Nov
20
2008
I have been building several data processing facilities for the project I am currently working on.
Basically processing large volumes of groundwater elevation data and groundwater quality data. The facilities require different file formats, MS Excel, MS Access, and Tab-Delimited flat files. I have had a very interesting time since it isn't just a clean transfer of data. There are layers upon layers of validation which are required to accept the data to do things like handle duplicates in the files, records which already exist in the database, valid lookup field values, etc...
I'll tell you, working with Excel files can prove to be a daunting task from my experience. I will get into that in a different post and share the pain, but for now, I would just like to share some helpful code to assist you guys in dealing with this, at times, painful experience. Maybe I can ease the pain for some of you.
Here is a simple one... Sometimes you may want to find out what worksheet names are within an Excel file. Using the System.Data.OleDb facilities makes this very easy;
This is a simple method which is fairly straight forward to understand. The method accepts a full file path to the Excel file and opens it up via an OleDbConnection object. This object has a method called GetOleDbSchemaTable, which in this instance, is returning the tables/ worksheet names that are in the Excel file. Pretty easy, nothing complicated...

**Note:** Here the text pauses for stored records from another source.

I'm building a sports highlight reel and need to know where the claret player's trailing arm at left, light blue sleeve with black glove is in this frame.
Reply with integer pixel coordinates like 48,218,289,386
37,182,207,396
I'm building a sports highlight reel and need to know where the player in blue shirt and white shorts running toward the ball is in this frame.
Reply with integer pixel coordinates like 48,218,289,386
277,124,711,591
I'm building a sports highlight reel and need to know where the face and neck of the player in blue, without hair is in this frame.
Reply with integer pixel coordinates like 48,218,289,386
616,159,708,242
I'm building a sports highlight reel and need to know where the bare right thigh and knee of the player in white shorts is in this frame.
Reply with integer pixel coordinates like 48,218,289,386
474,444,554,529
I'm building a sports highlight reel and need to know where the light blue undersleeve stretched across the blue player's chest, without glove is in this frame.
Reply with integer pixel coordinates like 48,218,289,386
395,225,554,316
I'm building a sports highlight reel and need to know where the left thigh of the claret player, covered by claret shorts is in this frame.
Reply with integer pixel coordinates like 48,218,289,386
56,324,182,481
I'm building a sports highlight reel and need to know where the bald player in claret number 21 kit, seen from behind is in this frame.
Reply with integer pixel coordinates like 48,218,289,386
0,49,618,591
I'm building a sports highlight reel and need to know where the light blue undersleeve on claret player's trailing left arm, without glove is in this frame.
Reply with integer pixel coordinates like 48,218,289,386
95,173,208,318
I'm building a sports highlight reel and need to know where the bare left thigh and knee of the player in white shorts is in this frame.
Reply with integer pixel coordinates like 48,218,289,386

private const string ExcelConnectionString = @"Provider=Microsoft.Jet.OleDb.4.0;
data source={0};
Extended Properties='Excel 8.0;
HDR=Yes;
IMEX=1;'";
private static IList<string> GetWorkSheetNames(string filePath)
{
var sheets = new List<string>();
try
{
using (var oleConn = new OleDbConnection(string.Format(ExcelConnectionString, filePath)))
{
// open the connecton
oleConn.Open();
DataTable dbSchema = oleConn.GetOleDbSchemaTable(OleDbSchemaGuid.Tables, null);
if (dbSchema == null || dbSchema.Rows.Count < 1)
{
throw new Exception("Worksheets not found");
}
// loop worksheet names
foreach (DataRow s in dbSchema.Rows)
{
sheets.Add(s["TABLE_NAME"].ToString());
}
}
}
catch (OleDbException oex)
{
throw new Exception(string.Format("Bad file path? {0}", filePath), oex);
}
return sheets;
}
Hopefully this will help some of you to work towards a higher level of pain when working with Excel files...
Enjoy!